DISCRIMINATORIO ESCLUDERE GLI STRANIERI DAL SERVIZIO CIVILE

Corte di Cassazione Sezioni Unite, 5 aprile 2016, est. Giusti, ASGI, APN e S. (avv.ti Guariso, Consoli e Ricci) c. Presidenza del Consiglio dei Ministri

Discriminazione – servizio civile – esclusione degli stranieri – sentenza Corte Cost. 191/2015 – comportamento discriminatorio della PA – sussistenza – azione civile contro la discriminazione ex art. 44 TU Immigrazione – esperibilità

Tribunale di Milano, 5 marzo 2015, est. Perillo, APN, ASGI e CUB SCUOLA (avv.ti Guariso e Marzolla) c. MIUR

Discriminazione – DM per le graduatorie di circolo e d’istituto – esclusione di lungosoggiornanti, rifugiati politici, titolari di protezione sussidiaria,  titolari di carta blu e familiari non comunitari di cittadini comunitari – Violazione del principio parità di trattamento

Tribunale di Milano, 20 luglio 2009, est. Gasparini, H., ASGI e APN (avv.ti Guariso e Neri) c. ATM Milano S.p.A. 

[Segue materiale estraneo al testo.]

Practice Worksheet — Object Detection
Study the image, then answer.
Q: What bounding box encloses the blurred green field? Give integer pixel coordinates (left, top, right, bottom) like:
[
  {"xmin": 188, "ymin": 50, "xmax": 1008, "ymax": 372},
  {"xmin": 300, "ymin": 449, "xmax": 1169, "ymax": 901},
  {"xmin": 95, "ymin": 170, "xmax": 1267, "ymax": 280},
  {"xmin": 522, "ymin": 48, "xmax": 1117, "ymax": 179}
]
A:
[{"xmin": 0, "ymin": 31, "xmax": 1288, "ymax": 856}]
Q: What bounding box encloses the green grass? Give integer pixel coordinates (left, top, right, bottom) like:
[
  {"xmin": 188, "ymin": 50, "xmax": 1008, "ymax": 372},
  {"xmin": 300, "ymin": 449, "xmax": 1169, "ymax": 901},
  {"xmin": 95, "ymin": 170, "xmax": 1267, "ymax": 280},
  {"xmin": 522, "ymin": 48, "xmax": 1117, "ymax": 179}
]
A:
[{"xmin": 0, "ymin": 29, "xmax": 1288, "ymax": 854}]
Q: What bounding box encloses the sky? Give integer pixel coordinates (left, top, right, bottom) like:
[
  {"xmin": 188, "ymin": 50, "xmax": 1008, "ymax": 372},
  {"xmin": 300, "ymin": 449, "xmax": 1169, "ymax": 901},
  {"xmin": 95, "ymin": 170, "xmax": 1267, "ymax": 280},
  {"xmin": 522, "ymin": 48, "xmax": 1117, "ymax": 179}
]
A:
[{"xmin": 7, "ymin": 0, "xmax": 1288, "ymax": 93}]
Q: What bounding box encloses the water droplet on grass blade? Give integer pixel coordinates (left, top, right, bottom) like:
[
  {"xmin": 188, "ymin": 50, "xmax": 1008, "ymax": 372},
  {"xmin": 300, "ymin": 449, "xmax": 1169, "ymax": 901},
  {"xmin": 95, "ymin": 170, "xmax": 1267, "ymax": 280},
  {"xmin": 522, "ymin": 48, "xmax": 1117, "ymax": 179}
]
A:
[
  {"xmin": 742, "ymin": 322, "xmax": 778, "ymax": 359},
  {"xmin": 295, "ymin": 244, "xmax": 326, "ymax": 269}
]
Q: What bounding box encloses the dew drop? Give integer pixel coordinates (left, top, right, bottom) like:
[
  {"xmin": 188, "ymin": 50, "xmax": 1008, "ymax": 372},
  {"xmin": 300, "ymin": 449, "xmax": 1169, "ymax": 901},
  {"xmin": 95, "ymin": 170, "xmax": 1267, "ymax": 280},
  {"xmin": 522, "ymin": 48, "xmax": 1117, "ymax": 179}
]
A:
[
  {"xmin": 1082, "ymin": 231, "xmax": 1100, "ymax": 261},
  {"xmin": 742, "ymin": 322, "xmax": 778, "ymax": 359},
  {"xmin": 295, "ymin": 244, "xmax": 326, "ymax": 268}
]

Parità di trattamento – Requisito della cittadinanza italiana per l’assunzione nel settore dei trasporti pubblici in concessione – Art. 10 c.1 RD 148/31 – Incompatibilità con le normative successive – Abrogazione implicita – Discriminazione in ragione della nazionalità.

Tribunale di Milano, 17 luglio 2009, est Lualdi, M. (avv. Guariso) c. ASL della Provincia di Milano

Discriminazione – Bando di selezione per la copertura di posti di dirigente medico – Domanda di ammissione respinta sulla base dell’assenza della cittadinanza italiana – Attività che non comportano l’esercizio di poteri pubblici e di funzioni di interesse nazionale -Art. 70 c. 3 e art 38 Dlgs 165/2001 – Violazione del principio di parità di trattamento.